## The effect of Stellar Temperature on Luminosity of Stars

This code is used to generate the results for the paper. 

### Load libraries

In [1]:
import os
import pandas as pd
import numpy as np
from sklearn.preprocessing import StandardScaler
from sklearn.model_selection import train_test_split
import rpy2.robjects as ro
from rpy2.robjects import pandas2ri
from rpy2.robjects.packages import importr
import torch
import torch.optim as optim
import matplotlib.pyplot as plt
import seaborn as sns
import random
from generativeAI import *
import kagglehub
from kagglehub import KaggleDatasetAdapter


## Estimate the effect of Stellar Temperature on Luminosity of Stars using Generative AI and GRF. 

In [2]:

# Create results directory if it doesn't exist
results_dir = 'results'
if not os.path.exists(results_dir):
    os.makedirs(results_dir)

# Set all seeds for reproducibility
SEED = 42
random.seed(SEED)
np.random.seed(SEED)
torch.manual_seed(SEED)
if torch.cuda.is_available():
    torch.cuda.manual_seed(SEED)
    torch.cuda.manual_seed_all(SEED)
    torch.backends.cudnn.deterministic = True
    torch.backends.cudnn.benchmark = False

# Set R seed
ro.r('set.seed')(SEED)

def load_and_split_star_data(test_size=0.5, random_state=SEED):
    """
    Load and preprocess stars dataset
    Features include:
    - Temperature (K)
    - Luminosity (L/Lo)
    - Radius (R/Ro)
    - Absolute magnitude (Mv)
    - Star color
    """
    # Load from local CSV file
    data = pd.read_csv('Stars.csv')
    
    print("Dataset loaded successfully")
    print("Raw data shape:", data.shape)
    print("Available columns:", data.columns.tolist())
    
    # Separate numerical and categorical features
    numerical_features = ['Temperature (K)', 'Luminosity (L/Lo)', 'Radius (R/Ro)', 'Absolute magnitude (Mv)']
    X_numerical = data[numerical_features]
    
    # Create binary treatment based on temperature
    temperature_median = data['Temperature (K)'].median()
    D = (data['Temperature (K)'] > temperature_median).astype(int)
    
    # Outcome: Luminosity
    Y = data['Luminosity (L/Lo)']
    
    # Split data
    X_train, X_test, D_train, D_test, Y_train, Y_test = train_test_split(
        X_numerical, D, Y, test_size=test_size, random_state=random_state, stratify=D
    )
    
    # Standardize numerical variables
    scaler = StandardScaler()
    X_train = scaler.fit_transform(X_train)
    X_test = scaler.transform(X_test)
    
    print("\nDataset Summary:")
    print(f"Training samples: {len(X_train)}")
    print(f"Test samples: {len(X_test)}")
    print(f"Features: {numerical_features}")
    print(f"Training treatment proportion: {D_train.mean():.3f}")
    print(f"Test treatment proportion: {D_test.mean():.3f}")
    print("\nTreatment definition:")
    print(f"Stars with temperature > {temperature_median:.2f}K are treated (hot stars)")
    print(f"Outcome: Luminosity (L/Lo)")
    
    return X_train, D_train, Y_train, X_test, D_test, Y_test



# Import R's GRF package
base = importr('base')
grf = importr('grf')
pandas2ri.activate()

# Load and split data
X_train, D_train, Y_train, X_test, D_test, Y_test = load_and_split_star_data()

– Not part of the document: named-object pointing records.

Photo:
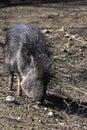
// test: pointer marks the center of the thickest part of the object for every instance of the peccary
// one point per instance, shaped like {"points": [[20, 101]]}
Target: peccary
{"points": [[27, 54]]}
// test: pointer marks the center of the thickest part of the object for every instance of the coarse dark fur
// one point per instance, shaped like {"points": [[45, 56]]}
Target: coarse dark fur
{"points": [[26, 53]]}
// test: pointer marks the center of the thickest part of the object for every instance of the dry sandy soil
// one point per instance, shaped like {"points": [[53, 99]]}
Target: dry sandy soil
{"points": [[65, 106]]}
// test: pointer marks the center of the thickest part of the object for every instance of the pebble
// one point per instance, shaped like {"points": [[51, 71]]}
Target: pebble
{"points": [[45, 31], [45, 108], [10, 98], [50, 113]]}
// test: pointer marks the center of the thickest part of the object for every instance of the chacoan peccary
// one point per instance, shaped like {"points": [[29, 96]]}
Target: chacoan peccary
{"points": [[26, 53]]}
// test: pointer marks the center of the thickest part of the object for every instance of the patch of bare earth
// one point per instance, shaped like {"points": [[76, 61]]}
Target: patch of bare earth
{"points": [[65, 106]]}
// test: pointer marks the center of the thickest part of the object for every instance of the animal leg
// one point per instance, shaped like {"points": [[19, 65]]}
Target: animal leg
{"points": [[19, 90], [11, 78]]}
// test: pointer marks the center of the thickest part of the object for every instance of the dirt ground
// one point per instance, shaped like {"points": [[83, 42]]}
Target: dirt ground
{"points": [[65, 106]]}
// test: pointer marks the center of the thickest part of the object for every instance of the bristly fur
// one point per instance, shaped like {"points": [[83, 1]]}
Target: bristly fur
{"points": [[26, 51]]}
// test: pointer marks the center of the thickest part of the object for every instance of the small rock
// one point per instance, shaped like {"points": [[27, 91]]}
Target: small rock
{"points": [[45, 108], [50, 113], [40, 121], [45, 31], [18, 118], [36, 107], [10, 98]]}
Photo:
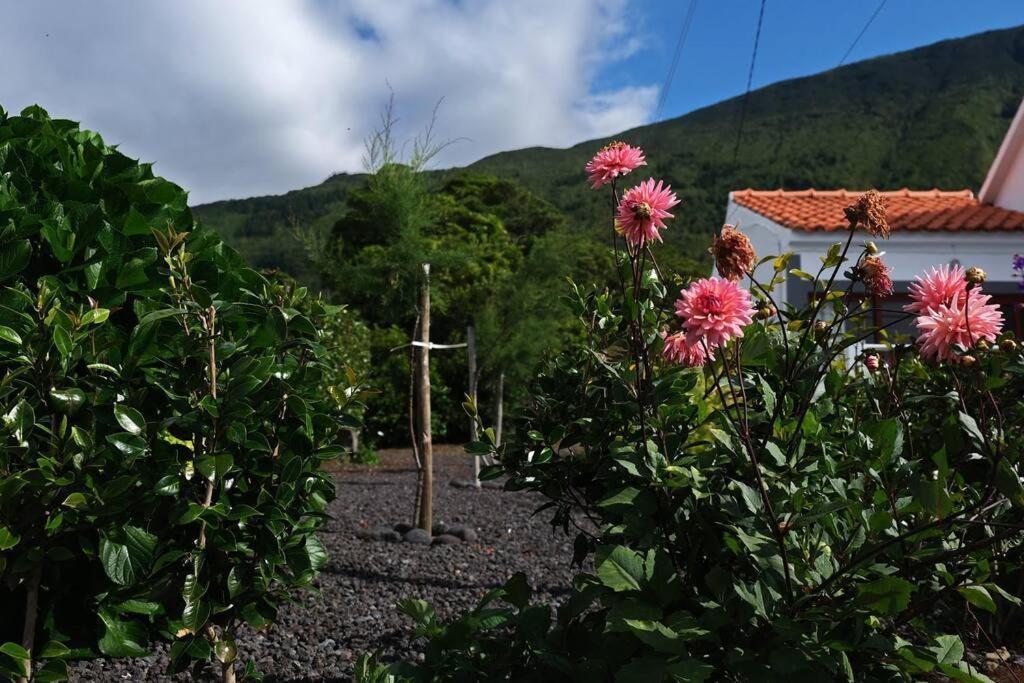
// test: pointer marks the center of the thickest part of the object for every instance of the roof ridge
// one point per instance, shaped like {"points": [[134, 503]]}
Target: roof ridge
{"points": [[843, 191]]}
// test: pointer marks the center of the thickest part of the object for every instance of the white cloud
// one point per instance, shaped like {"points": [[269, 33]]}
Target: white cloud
{"points": [[243, 97]]}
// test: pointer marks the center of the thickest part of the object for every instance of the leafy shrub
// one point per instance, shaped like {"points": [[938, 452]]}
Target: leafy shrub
{"points": [[754, 505], [163, 423]]}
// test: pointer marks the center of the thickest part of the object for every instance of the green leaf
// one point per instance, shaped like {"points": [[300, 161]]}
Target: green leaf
{"points": [[75, 500], [14, 650], [54, 650], [116, 562], [122, 638], [8, 335], [7, 539], [970, 425], [888, 595], [620, 568], [948, 649], [20, 419], [95, 315], [129, 419], [1009, 483], [979, 597], [128, 443], [68, 401], [13, 257], [126, 562], [156, 315], [54, 670]]}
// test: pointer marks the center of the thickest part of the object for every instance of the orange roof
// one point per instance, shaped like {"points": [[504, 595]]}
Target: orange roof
{"points": [[907, 210]]}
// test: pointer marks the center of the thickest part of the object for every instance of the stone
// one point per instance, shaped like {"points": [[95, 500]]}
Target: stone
{"points": [[390, 536], [463, 532], [445, 540], [418, 536]]}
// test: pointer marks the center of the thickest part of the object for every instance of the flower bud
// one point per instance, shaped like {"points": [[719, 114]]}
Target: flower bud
{"points": [[975, 275]]}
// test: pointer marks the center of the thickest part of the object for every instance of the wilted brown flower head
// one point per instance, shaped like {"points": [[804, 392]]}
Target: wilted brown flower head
{"points": [[869, 212], [733, 253], [877, 276]]}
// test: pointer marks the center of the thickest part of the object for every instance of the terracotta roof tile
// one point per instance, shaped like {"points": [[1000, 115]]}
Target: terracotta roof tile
{"points": [[907, 209]]}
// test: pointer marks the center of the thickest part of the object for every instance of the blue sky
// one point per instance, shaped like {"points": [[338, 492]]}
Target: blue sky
{"points": [[244, 97], [798, 38]]}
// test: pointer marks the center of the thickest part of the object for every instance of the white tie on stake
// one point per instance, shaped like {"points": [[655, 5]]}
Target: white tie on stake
{"points": [[432, 345]]}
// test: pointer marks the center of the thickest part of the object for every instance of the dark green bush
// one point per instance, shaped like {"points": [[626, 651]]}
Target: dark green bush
{"points": [[163, 418]]}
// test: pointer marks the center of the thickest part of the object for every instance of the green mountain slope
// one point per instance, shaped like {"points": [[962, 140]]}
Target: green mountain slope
{"points": [[929, 117]]}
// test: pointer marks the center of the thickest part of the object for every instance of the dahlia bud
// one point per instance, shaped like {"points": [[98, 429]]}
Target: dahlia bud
{"points": [[733, 253], [975, 275]]}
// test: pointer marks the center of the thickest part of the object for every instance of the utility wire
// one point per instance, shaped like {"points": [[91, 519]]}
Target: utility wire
{"points": [[750, 81], [862, 32], [680, 42]]}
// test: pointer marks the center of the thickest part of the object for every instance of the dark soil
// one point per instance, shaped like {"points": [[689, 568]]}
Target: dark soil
{"points": [[351, 609]]}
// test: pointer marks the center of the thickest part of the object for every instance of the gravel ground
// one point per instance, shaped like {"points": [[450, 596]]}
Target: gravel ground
{"points": [[352, 607]]}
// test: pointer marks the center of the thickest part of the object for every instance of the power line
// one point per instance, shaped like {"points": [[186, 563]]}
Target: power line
{"points": [[750, 81], [683, 33], [862, 32]]}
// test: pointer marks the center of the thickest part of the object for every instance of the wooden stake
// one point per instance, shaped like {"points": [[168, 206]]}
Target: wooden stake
{"points": [[500, 409], [426, 446], [31, 615], [473, 434]]}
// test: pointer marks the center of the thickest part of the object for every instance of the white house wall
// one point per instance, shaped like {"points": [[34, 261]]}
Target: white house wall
{"points": [[908, 254]]}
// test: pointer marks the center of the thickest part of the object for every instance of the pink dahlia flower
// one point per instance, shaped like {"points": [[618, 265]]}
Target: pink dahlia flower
{"points": [[642, 212], [714, 310], [678, 350], [935, 289], [957, 326], [612, 161]]}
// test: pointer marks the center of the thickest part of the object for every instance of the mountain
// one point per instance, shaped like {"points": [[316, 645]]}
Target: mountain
{"points": [[931, 117]]}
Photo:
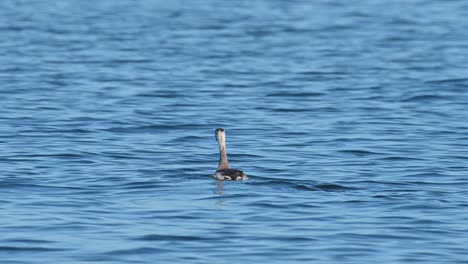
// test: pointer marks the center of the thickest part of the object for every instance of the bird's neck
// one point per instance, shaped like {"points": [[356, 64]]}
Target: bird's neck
{"points": [[223, 164]]}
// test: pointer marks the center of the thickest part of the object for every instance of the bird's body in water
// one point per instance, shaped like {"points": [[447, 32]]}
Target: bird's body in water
{"points": [[224, 172]]}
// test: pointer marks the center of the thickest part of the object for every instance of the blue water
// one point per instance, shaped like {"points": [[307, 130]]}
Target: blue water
{"points": [[350, 119]]}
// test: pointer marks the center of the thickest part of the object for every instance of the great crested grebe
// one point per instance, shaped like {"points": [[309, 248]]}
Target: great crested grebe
{"points": [[224, 173]]}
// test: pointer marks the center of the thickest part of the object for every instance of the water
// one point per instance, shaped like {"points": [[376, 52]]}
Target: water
{"points": [[349, 119]]}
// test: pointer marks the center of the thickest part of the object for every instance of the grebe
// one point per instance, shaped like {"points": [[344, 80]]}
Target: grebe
{"points": [[224, 172]]}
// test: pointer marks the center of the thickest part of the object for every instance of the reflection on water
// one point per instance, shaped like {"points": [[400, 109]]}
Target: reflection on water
{"points": [[350, 117]]}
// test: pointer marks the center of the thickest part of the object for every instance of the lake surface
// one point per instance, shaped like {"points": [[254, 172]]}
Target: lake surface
{"points": [[350, 119]]}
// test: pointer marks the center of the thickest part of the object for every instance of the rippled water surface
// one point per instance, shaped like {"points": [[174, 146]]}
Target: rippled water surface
{"points": [[350, 119]]}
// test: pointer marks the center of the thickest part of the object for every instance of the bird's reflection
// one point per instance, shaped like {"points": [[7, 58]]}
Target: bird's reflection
{"points": [[220, 191]]}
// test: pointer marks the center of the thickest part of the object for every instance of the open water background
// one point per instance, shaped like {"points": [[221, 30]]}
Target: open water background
{"points": [[349, 118]]}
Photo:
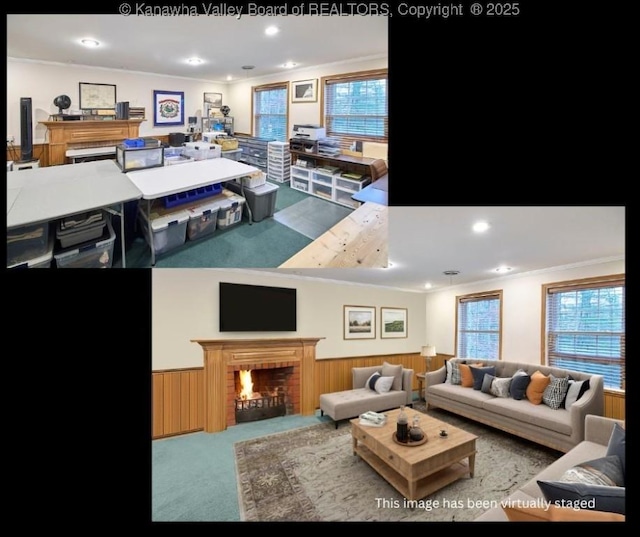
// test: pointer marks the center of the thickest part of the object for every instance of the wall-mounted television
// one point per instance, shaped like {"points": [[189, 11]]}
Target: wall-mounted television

# Convert training data to R format
X_train_r = ro.r.matrix(X_train, nrow=X_train.shape[0], ncol=X_train.shape[1])
D_train_r = ro.FloatVector(D_train)
Y_train_r = ro.FloatVector(Y_train)

# Convert test data to R format
X_test_r = ro.r.matrix(X_test, nrow=X_test.shape[0], ncol=X_test.shape[1])
D_test_r = ro.FloatVector(D_test)
Y_test_r = ro.FloatVector(Y_test)

# Train GRF
print("\nTraining GRF model...")
cf = grf.causal_forest(X_train_r, Y_train_r, D_train_r, seed=SEED)

# Get predictions on test set
tau_grf_test = np.array(grf.predict_causal_forest(cf, X_test_r).rx2('predictions'))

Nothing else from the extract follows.